Let X~Exponential(1).
I know that the moment-generating function of an exponential distribution is defined as $(1-t\lambda)^{-1}$. And hence $E[e^{tx}]=(1-t)^{-1}$.
But what is $E[Xe^{tx}]$? Would that be the first moment of the moment-generating function?

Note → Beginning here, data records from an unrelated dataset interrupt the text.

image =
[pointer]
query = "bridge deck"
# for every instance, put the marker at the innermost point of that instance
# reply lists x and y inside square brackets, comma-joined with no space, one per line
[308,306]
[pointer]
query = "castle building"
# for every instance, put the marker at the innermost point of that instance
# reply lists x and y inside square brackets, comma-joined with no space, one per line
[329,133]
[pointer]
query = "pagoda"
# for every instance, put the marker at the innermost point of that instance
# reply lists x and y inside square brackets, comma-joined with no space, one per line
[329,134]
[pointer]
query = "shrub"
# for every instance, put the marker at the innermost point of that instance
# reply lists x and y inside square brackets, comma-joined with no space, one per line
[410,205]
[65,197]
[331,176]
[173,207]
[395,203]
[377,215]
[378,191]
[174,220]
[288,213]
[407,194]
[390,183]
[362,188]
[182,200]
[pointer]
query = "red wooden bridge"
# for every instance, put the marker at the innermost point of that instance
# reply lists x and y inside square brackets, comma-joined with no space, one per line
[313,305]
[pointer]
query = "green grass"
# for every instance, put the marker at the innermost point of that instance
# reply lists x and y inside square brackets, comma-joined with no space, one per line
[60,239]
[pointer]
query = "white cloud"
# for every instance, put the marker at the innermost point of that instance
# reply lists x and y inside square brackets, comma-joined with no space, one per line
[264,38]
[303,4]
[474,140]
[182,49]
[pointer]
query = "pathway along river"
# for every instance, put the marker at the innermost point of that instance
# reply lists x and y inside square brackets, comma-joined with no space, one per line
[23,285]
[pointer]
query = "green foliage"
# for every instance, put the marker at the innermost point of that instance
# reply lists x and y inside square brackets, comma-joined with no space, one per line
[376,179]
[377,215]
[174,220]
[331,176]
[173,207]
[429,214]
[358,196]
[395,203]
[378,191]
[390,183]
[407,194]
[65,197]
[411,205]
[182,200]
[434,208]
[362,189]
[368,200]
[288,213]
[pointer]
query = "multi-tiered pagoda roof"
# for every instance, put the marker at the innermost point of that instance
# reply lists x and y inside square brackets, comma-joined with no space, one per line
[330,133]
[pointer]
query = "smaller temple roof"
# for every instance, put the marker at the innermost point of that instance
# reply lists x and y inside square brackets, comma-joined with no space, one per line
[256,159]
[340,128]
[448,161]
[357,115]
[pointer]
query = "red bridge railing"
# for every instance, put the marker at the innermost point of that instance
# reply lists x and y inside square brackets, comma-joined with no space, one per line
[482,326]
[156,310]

Assuming your parameter $\lambda$ is taken to be the expected value of $X$, $X$ has probability density $$f_{X} (x) = \frac{1}{\lambda} \exp\left(-\frac{x}{\lambda}\right).$$ So the expected value $E\left[Xe^{tX}\right]$ is just the integral $$\frac{1}{\lambda} \int_{0}^{\infty} x e^{tx} e^{-x/\lambda} \ dx$$ which reduces to some integration by parts. Assuming that $t < 1/\lambda$, $$E\left[Xe^{tX}\right] = \lim_{y \to \infty} - \frac{1}{1 - \lambda t} ye^{-( 1/\lambda - t)y} + \frac{1}{1 - \lambda t}\int_{0}^{\infty} e^{(t - 1/\lambda)x} \ dx$$ $$= \frac{\lambda}{(1 - \lambda t)^2}.$$
Alternatively, $$E\left[X e^{tX} \right] = E[X] + t E[X^2] + \frac{1}{2!} t^2 E[X^3] + \dots$$ $$= \frac{d}{dt} \left(\sum_{n=0}^{\infty} \frac{1}{n!} t^{n} E[X^n]\right)$$ $$= M_{X}'(t),$$ where $M_{X} (t)$ is your MGF.